STAT is an analytic tool designed and developed by computer scientists Greg Lee, Dong Ahn, Bronis de Supinski, Matthew LeGendre, and Martin Schulz, with collaborators at the University of Wisconsin at Madison and the University of New Mexico. STAT works by grouping similar processes at suspicious points in an application’s execution. It quickly and automatically identifies anomalies and outliers—processes that cannot be grouped or whose behavior is substantially different—because they often indicate flawed execution. STAT achieves this grouping by dynamically examining the state of each process and extracting the sequence of function calls (known as call stacks) that led to the current point of execution. In this way, STAT can relate the state of the processes to each other.
STAT offers varying levels of detail in the call stacks, from coarser function granularity to specific source-code line numbers.
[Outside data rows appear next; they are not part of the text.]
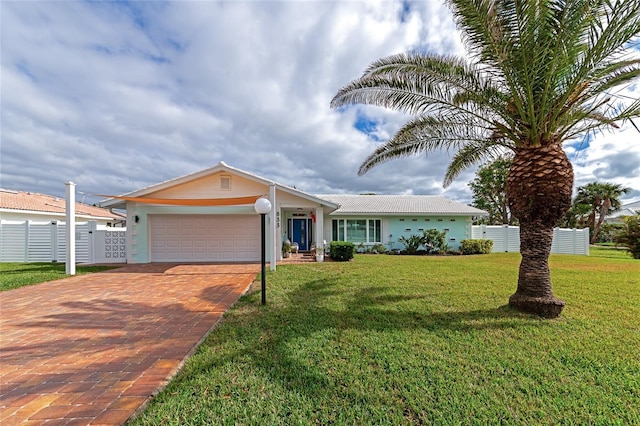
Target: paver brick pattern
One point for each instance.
(93, 349)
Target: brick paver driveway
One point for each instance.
(92, 349)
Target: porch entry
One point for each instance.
(301, 232)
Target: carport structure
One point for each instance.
(209, 216)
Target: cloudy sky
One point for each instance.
(119, 96)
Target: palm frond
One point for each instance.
(474, 153)
(427, 134)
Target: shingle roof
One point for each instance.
(399, 205)
(32, 201)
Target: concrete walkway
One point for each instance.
(93, 349)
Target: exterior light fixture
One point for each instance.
(262, 207)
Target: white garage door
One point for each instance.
(204, 238)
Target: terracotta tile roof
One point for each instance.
(32, 201)
(399, 205)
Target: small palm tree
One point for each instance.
(539, 74)
(602, 199)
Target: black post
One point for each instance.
(263, 277)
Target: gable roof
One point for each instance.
(29, 202)
(220, 167)
(400, 205)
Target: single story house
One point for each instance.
(209, 216)
(627, 209)
(20, 206)
(373, 219)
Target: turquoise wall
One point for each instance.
(457, 228)
(393, 227)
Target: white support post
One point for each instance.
(319, 229)
(71, 228)
(273, 240)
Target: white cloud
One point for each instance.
(118, 96)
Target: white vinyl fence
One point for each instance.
(507, 239)
(30, 241)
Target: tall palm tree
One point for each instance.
(538, 74)
(602, 199)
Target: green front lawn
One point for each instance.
(418, 340)
(14, 275)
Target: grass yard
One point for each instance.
(15, 275)
(418, 340)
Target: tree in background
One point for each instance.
(537, 74)
(599, 200)
(490, 191)
(630, 235)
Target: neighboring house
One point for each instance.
(372, 219)
(22, 206)
(209, 216)
(628, 209)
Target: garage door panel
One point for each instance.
(202, 238)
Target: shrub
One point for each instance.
(341, 250)
(411, 244)
(435, 241)
(476, 246)
(630, 235)
(379, 248)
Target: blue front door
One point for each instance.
(300, 233)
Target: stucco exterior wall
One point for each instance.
(458, 228)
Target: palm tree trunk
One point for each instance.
(539, 190)
(606, 206)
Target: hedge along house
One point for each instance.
(383, 219)
(209, 216)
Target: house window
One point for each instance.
(225, 183)
(357, 230)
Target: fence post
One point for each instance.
(27, 224)
(93, 227)
(54, 241)
(71, 228)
Because it gathers stack traces across the entire application, it provides a global view of what every process is doing. These stack traces are merged to reduce the problem search space, so users can identify a small yet representative subset of tasks on which to apply heavyweight analysis.
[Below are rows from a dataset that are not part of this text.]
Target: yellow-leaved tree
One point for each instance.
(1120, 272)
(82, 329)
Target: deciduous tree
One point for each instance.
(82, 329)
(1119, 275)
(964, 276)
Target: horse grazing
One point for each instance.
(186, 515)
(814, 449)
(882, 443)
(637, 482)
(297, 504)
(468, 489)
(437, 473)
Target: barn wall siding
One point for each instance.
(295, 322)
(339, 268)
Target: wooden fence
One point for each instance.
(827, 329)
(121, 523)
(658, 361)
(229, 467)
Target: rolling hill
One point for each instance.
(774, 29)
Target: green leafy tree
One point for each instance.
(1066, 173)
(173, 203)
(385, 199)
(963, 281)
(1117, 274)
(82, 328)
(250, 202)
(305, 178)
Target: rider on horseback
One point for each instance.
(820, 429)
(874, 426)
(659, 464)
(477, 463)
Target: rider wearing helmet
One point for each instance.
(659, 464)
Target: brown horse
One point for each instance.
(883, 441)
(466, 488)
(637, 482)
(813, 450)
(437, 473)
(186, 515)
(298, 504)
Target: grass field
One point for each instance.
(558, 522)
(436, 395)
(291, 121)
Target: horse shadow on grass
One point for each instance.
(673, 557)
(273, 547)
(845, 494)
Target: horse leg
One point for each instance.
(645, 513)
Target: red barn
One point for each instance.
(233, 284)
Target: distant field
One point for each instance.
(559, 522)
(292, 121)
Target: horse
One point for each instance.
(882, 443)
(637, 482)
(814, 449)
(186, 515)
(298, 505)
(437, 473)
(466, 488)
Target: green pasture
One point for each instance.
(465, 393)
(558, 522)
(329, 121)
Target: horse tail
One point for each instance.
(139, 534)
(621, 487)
STAT can not only distinguish a process that is stuck in a single location in the code but also pinpoint the exact task causing the hang. STAT also derives the relative execution progress of each application task, which is useful for determining problematic application processes. The tool has run on a wide range of supercomputer platforms, including Linux clusters and the IBM BlueGene family of machines, and it shipped with the Cray XT, XE, and XK high performance computers.
On the Sequoia system at LLNL, STAT proved critical in expediently identifying application errors, system software bugs, and hardware faults that occurred at extreme scales, in some cases on over one million cores, during the installation and commissioning of the machine. It is also expected to work on the even larger machines expected to roll out over the next several years.